Tímido e solitário por natureza, o lince-ibérico é o felino mais ameaçado em todo o mundo e o carnívoro em maior perigo na Europa. O seu desaparecimento acelerado e a consequente pré-extinção levaram ao incremento, em Portugal e Espanha, de programas e políticas de preservação da espécie.
O sol começa a descer no céu e o estômago diz-lhe que se aproxima a hora da refeição. A fome aperta, é preciso vaguear em busca de alimento e, apesar de ser um caçador exímio, capaz até de trepar árvores ou atravessar a nado grandes cursos de água, não é adepto de longas perseguições.
Prefere ficar de tocaia, durante horas intermináveis se preciso for, emboscado atrás de uma qualquer pedra ou arbusto, à espera de que a presa se acerque o suficiente para a poder apanhar em poucos passos.
É um predador paciente, dotado de ótimos reflexos, ciente de que, mais tarde ou mais cedo, vai surgir um coelho desprevenido que lhe servirá de jantar. Especializou-se em caçar coelhos-bravos, são o seu petisco favorito, mas teve de habituar também o paladar a lebres, roedores e até aves, pois os coelhos começaram a escassear: ouviu rumores de que estavam a ser dizimados por doenças.
Os seus grandes rivais de caça, a raposa vermelha e o gato-bravo, também deambulam nos arredores em busca de alimento, consegue farejá-los, mas vale-se da sua audição perfeita e visão apuradíssima – não foi por acaso que nasceu a expressão ‘olho de lince’ – para lhes levar a melhor.
Territorial e inibido
Aprecia a solidão, aquele isolamento em que vive, o espaço a que gosta de chamar seu.
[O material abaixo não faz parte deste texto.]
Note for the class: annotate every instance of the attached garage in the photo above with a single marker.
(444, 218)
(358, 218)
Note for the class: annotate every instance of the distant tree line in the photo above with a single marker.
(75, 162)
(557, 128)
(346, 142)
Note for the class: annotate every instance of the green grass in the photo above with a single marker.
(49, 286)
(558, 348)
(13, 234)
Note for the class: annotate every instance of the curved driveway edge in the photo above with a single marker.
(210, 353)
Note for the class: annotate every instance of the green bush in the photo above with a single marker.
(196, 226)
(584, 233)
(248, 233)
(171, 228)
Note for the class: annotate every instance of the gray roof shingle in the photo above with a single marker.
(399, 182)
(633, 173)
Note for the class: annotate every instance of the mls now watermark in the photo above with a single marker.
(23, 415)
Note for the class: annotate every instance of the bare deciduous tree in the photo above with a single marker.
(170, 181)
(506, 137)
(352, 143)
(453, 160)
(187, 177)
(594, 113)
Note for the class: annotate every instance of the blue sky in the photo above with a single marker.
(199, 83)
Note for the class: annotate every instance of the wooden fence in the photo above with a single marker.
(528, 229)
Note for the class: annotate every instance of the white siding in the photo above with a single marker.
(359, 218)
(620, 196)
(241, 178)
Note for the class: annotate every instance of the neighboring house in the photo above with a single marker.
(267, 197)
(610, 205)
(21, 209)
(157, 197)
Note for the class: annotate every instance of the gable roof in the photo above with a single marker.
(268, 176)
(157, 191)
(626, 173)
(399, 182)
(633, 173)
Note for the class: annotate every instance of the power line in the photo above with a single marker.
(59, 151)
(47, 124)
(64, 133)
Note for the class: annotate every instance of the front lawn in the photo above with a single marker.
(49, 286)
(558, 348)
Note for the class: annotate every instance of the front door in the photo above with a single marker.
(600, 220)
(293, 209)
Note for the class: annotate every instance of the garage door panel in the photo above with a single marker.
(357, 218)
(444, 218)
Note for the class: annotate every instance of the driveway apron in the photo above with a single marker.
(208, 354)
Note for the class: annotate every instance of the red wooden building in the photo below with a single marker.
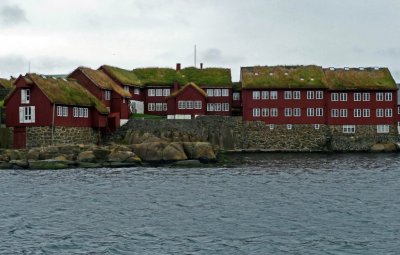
(129, 82)
(113, 96)
(284, 94)
(40, 101)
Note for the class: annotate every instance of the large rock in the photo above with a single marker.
(86, 156)
(174, 152)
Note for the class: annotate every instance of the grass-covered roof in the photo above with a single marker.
(155, 76)
(6, 83)
(103, 81)
(360, 78)
(125, 77)
(277, 77)
(66, 92)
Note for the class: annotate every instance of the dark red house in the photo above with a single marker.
(113, 96)
(284, 94)
(187, 102)
(129, 82)
(53, 111)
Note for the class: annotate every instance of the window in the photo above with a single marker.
(357, 113)
(379, 113)
(151, 107)
(349, 129)
(181, 105)
(62, 111)
(310, 94)
(335, 113)
(382, 129)
(158, 107)
(197, 104)
(25, 96)
(27, 114)
(388, 112)
(379, 96)
(297, 112)
(274, 95)
(319, 112)
(265, 112)
(264, 95)
(288, 112)
(274, 112)
(256, 112)
(366, 96)
(343, 113)
(288, 94)
(296, 94)
(166, 92)
(366, 112)
(256, 95)
(388, 96)
(310, 112)
(151, 92)
(107, 94)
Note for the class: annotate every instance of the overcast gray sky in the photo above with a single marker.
(56, 36)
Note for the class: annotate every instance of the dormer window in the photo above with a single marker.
(25, 96)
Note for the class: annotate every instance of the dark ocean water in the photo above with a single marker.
(262, 204)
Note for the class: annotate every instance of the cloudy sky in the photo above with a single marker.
(56, 36)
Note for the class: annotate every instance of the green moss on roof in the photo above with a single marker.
(354, 78)
(125, 77)
(277, 77)
(103, 81)
(6, 83)
(154, 76)
(220, 77)
(66, 92)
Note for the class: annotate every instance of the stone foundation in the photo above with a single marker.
(43, 136)
(232, 133)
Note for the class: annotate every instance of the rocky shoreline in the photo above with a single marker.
(114, 155)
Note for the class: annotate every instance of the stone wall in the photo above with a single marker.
(231, 133)
(42, 136)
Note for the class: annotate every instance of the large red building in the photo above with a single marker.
(40, 101)
(113, 96)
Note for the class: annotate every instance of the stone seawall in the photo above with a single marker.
(43, 136)
(231, 133)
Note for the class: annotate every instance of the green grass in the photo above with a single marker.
(145, 116)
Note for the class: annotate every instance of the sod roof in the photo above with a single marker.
(155, 76)
(190, 84)
(356, 78)
(216, 77)
(281, 77)
(66, 92)
(125, 77)
(6, 83)
(103, 81)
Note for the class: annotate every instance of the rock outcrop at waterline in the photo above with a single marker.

A natureza tímida só é vencida quando chega a época do acasalamento. Afinal de contas, é um ‘gato’ bem garboso: grandes orelhas peludas, pernas ágeis e longas, cauda curta, corpo sarapintado e um colar de pelo, semelhante a uma barba, que é o seu orgulho.
Já foi pai de várias ninhadas, mas nunca participa na educação das crias, o seu temperamento solitário não o motiva a constituir família. Nos últimos anos, tem vindo a notar uma maior dificuldade em encontrar companheiras para reprodução, aos ouvidos chegaram-lhe termos como ‘extinção’, ‘cativeiro’ e ‘reintrodução’, demasiado complexos para conseguir assimilar o seu significado.
Também notou que algo de errado se andava a passar com o seu território, quando os muito apreciados medronheiros, zimbros e sobreiros foram substituídos por eucaliptos e pinheiros-bravos ou, pior ainda, por estradas onde circulam autênticas armas mortíferas, às quais alguns dos companheiros de espécie sucumbiram.
O lince-ibérico suspira tristemente, mas um ligeiro restolhar apenas a uns metros de si traz de volta o predador. Aciona de imediato os instintos de caçador, o corpo fica tenso, em alerta. Um destemido coelho aventura-se sorrateiramente e o felino respira de alívio – pelo menos esta noite terá jantar.
À descoberta do lince-ibérico
Descrição
Aspeto geral semelhante ao de um gato de cauda curta. Apresenta um colar de pelo que cresce com a idade, orelhas com tufos de pelos negros nas extremidades, dorso e membros de cor castanho-amarelada com manchas pretas.
Alimentação
O coelho-bravo constitui a maior parte da sua dieta, que também inclui lebres, roedores, jovens veados e aves. Um macho come um coelho por dia e uma fêmea grávida precisa de comer três.
Reprodução
A época do cio ocorre sobretudo em janeiro e fevereiro. O típico período de gestação dura cerca de dois meses e uma ninhada consiste normalmente em duas ou três crias.
Longevidade
Cerca de 15 anos em liberdade e 20 em cativeiro.
Habitat ideal
Matagal e bosque mediterrânico, onde se misture a agricultura e a pastorícia.
Fatores de ameaça
Destruição, degradação ou fragmentação de habitats, perseguição pelo homem e escassez da sua principal presa natural, o coelho-bravo.
Medidas de conservação
Restauro do seu habitat nativo, manutenção da população de coelhos selvagens, redução de causas não naturais de morte e reprodução em cativeiro para posterior libertação na natureza.